Даже когда муж в мае прошлого года заскочил по службе в конторку телеграфиста и поймал ее в объятиях почтмейстера, Евгения, поправляя юбку, смотрела на мужа зелеными наглыми глазами и смиренно шептала:
– Вам, Франц, это показалось.
В канун войны Бифштекс возил супругу в Вену на прием к знаменитому на весь мир ученому-психиатру фон Крафт-Эбингу, автору фундаментальной «Судебной психопатологии». Тот два дня исследовал Евгению и в приватной беседе с мужем авторитетно заявил:
– Да, ваша супруга страдает болезнью, которая хорошо известна психиатрам. Это паранойя эротика, или любовное помешательство.
Бифштекс выпучил глаза:
– Паранойя? Как, отчего?
Великий ученый снял с носа золотое пенсне, протер стеклышки.
– Могу сделать краткий клинический обзор. Речь в нашем случае, по-видимому, идет о состоянии психического вырождения. Вопреки влиянию воспитания и цивилизации, индивидуум остается лишенным способности приобретать этические представления о прекрасном, о добре, у него отсутствует чувство сострадания ближнему.
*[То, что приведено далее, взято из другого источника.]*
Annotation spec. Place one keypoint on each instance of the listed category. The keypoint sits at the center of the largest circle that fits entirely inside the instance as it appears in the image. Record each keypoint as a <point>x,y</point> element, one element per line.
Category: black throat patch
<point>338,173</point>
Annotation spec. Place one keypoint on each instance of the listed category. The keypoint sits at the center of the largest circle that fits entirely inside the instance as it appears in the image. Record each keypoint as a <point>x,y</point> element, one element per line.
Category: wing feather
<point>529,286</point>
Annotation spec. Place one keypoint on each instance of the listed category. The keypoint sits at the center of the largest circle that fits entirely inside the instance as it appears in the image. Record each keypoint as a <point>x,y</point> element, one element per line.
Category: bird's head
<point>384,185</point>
Причину этого прискорбного явления следует искать в наследственности. Помешательство, пьянство, эпилепсия, грубость натуры – все это несут потомкам их праотцы. Но случаи нравственного идиотизма нередко бывают и приобретенными вследствие нездорового, неправильного образа жизни. – Ученый многозначительно поднял вверх палец. – Особенно вредно на психику влияют два фактора: дурная среда и чтение плохой литературы. Увы, медицина пока беспомощна…
– Так что же мне-то делать? – в отчаянии воскликнул Бифштекс.
– Относиться к супруге как к больной, то есть с терпением и любовью. – Крафт-Эбинг с сочувствием взглянул на собеседника и утешил: – С возрастом эти страстные порывы перетекают в другие виды помешательства, но случается, они ослабевают, а порой и вовсе проходят.
Но, судя по тем событиям, которые позже случились в курортном Карлсбаде, страстные порывы Евгении Эльберт не перетекли и не закончились. Последней жертвой ее любовных посягательств стал карлсбадский филер Холичек, подчиненный ее мужа. За то, что тот соблазнился на пышные прелести Евгении, провинившийся был подвергнут страшному наказанию – отправлен в действующую армию.